Les fraudeurs espionnent les messageries pour monter des scénarios d’usurpation d’identité de plus en plus crédibles. Par conséquent, une assurance qui ne couvrirait que les risques cyber s’avérerait en-dessous des enjeux – l’inverse est vrai aussi !

4. La diversité des menaces implique une vigilance à 360°

Fraudes aux fournisseurs, qu’il s’agisse de détournement de virements ou de livraisons envoyées vers de fausses adresses. Fraude au président. Faux clients. Fausse administration, faux informaticiens, faux avocats, faux banquiers… sans oublier la fraude interne, toujours d’autant plus dangereuse qu’elle met en moyenne 18 mois pour être découverte. Difficile de conserver sa vigilance 24 heures sur 24 et 7 jours sur 7… surtout sans développer pour autant une paranoïa nuisible à la qualité de vie au travail.

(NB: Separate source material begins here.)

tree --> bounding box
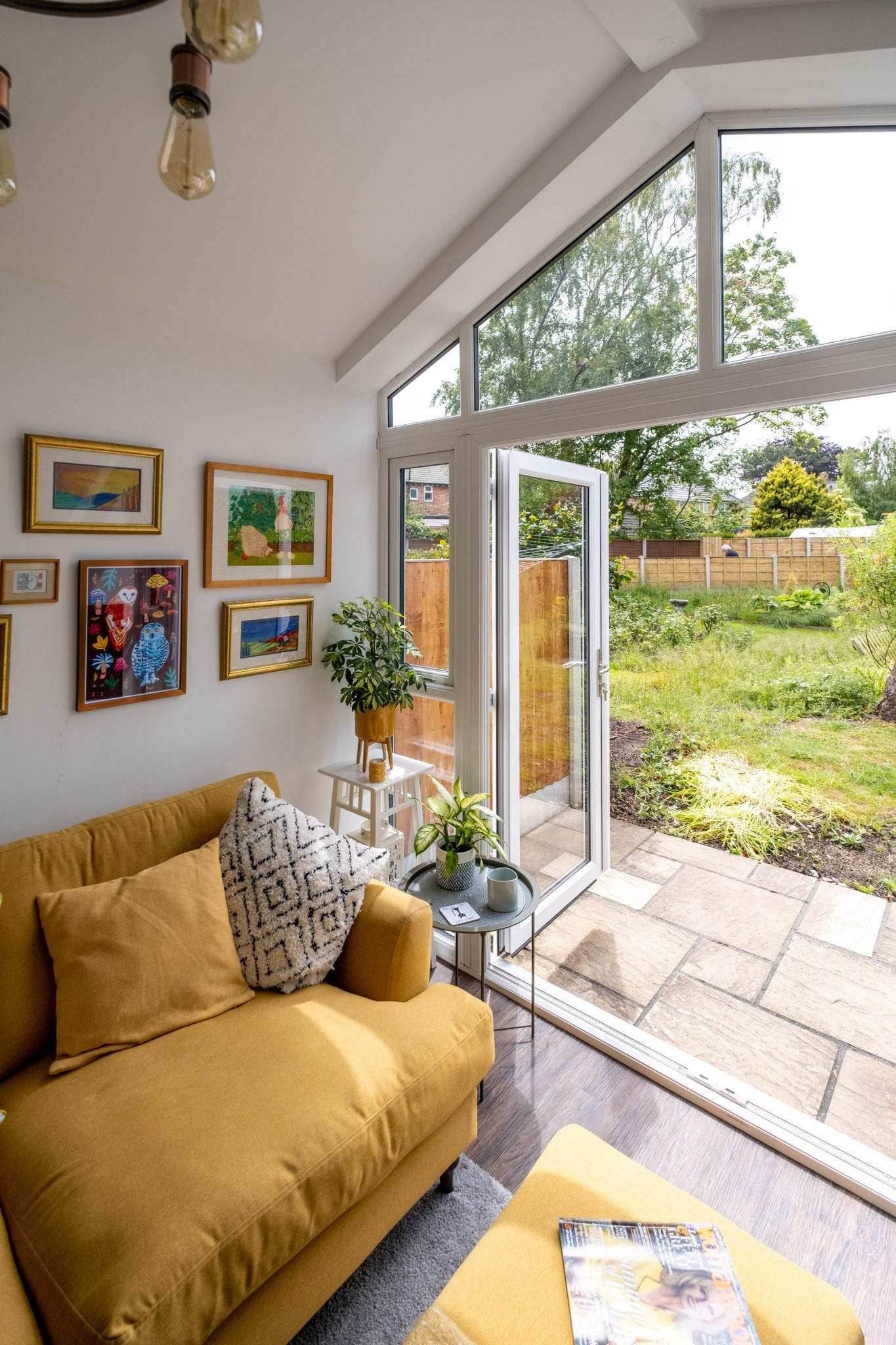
[750,457,838,537]
[840,430,896,523]
[846,514,896,724]
[740,429,842,485]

5. La créativité des fraudeurs

De nouvelles techniques, de nouveaux outils d’attaque, sont mises au point tous les jours par des groupes criminels qui savent où investir pour tromper les efforts. Dans ces conditions, qui pourrait garantir une sécurité informatique à 100% ?

6. Le professionnalisme des fraudeurs

S’ils n’ont pas plus de scrupules que leurs homologues du crime classique, les cyberfraudeurs savent utiliser toutes les ressources de la technologie. Eux-aussi commencent à s’intéresser de près à l’intelligence artificielle… pour mieux repérer leurs cibles et mieux tromper leurs victimes.

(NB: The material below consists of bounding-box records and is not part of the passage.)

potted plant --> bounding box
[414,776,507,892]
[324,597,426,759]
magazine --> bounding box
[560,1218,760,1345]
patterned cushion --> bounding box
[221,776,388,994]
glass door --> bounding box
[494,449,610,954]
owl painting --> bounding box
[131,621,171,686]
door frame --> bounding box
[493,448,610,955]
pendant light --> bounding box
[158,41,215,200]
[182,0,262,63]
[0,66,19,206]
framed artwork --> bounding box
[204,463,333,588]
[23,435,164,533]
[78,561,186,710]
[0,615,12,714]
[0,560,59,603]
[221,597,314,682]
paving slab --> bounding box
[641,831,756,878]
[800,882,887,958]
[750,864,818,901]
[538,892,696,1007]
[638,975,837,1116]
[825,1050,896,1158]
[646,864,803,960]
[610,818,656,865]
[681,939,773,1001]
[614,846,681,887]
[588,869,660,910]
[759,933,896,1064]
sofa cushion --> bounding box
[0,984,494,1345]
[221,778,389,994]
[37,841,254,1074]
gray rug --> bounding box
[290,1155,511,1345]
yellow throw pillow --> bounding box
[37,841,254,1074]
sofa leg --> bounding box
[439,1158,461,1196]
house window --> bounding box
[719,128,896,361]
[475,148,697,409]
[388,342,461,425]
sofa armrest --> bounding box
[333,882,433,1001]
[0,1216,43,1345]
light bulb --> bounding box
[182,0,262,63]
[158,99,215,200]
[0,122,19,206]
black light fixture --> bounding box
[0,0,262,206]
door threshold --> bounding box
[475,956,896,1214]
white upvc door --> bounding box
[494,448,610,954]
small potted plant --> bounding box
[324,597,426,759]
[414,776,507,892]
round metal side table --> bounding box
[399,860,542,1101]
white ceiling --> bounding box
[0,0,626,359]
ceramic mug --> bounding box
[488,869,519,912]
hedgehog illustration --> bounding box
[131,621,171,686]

7. Il n’y a pas de cible négligeable

Les plates-formes de Cybercrime-as-a-Service offrent aux petits délinquants un arsenal d’outils destinés à compromettre les données et la trésorerie des PME, des TPE, et même des particuliers. Autrement dit : ce n’est pas parce que l’on est petit que l’on est à l’abri.

Vigilance informatique, process de sécurisation des virements, double signature, sensibilisation, formation, responsabilisation des sous-traitants et partenaires, font partie de l’indispensable politique de prévention. Mais seule une assurance fraude qui intègre risques cyber, fraude externe et fraude interne, permet de couvrir les risques financiers portant sur l’exploitation, les données et la réputation.